They have no immediate pricing pressure, they control the margins and the
advertising. As long as they spend on marketing and avoid creating channels in
aggregators they will be ok.

My only worry is that they do 5-10B/year revenue? So maybe they become a 30B
company. It already looks like they will IPO above that, which will be
unfortunate for any retail investor.

------
mv1
It seems like there are a lot of these IPOs lately. The article mentions Uber
and Lyft, but there are others. Peloton is a recent one. WeWork had to shelve
its IPO. Pure Storage is still losing money. How many of these companies can
never make enough money to justify their IPO price, and how many are wisely
investing in growth and market dominance.
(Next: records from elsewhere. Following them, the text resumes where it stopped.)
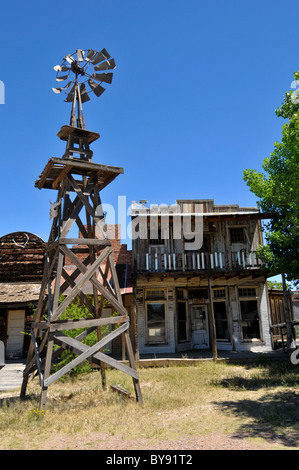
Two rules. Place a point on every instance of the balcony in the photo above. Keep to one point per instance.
(158, 262)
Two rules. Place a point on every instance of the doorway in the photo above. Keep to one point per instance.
(200, 327)
(15, 333)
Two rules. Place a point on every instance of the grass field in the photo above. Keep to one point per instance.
(253, 403)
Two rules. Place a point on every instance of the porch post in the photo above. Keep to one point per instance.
(212, 321)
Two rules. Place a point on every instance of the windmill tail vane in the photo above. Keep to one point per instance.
(79, 72)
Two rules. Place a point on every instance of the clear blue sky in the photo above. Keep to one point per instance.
(192, 103)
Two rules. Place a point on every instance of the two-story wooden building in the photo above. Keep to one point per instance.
(192, 258)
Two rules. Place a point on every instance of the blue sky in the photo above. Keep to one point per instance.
(192, 103)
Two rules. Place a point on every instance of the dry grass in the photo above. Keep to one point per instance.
(256, 402)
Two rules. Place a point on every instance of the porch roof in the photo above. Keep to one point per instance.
(15, 293)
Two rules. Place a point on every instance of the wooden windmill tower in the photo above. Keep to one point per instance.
(78, 182)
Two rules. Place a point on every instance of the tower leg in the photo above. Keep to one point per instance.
(43, 397)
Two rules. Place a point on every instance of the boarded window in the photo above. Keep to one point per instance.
(247, 292)
(155, 294)
(237, 235)
(182, 322)
(156, 330)
(250, 319)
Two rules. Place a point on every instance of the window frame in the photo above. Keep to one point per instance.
(148, 341)
(187, 339)
(237, 242)
(248, 298)
(223, 300)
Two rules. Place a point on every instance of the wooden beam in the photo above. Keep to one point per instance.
(84, 355)
(108, 296)
(88, 273)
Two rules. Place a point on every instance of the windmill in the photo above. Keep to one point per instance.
(78, 182)
(79, 71)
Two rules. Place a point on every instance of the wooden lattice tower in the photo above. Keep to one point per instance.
(78, 182)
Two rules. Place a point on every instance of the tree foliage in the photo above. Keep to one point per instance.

How long does it take to tell?
Amazon took over a decade to show profits, if memory serves.

------
anm89
This is absurd to me. They are bordering on having a total Monopoly and
everyone knows about them. I can't imagine they are getting good returns on
that spend.

I almost suspect that they actually think its a good look to go into the IPO
losing money because it's a trend right now. Nobody wants profit they want
growth potential so it's easier to sell that narrative while leaking money but
growing sales.

------
yumraj
I wonder, if Airbnb is going to turn out like Groupon if/when it files for IPO
that we're going to find out funky accounting and revenue bookings not in
accordance with GAAP.

Basically counting all rental as revenue and not just their fees. Or,
something like that.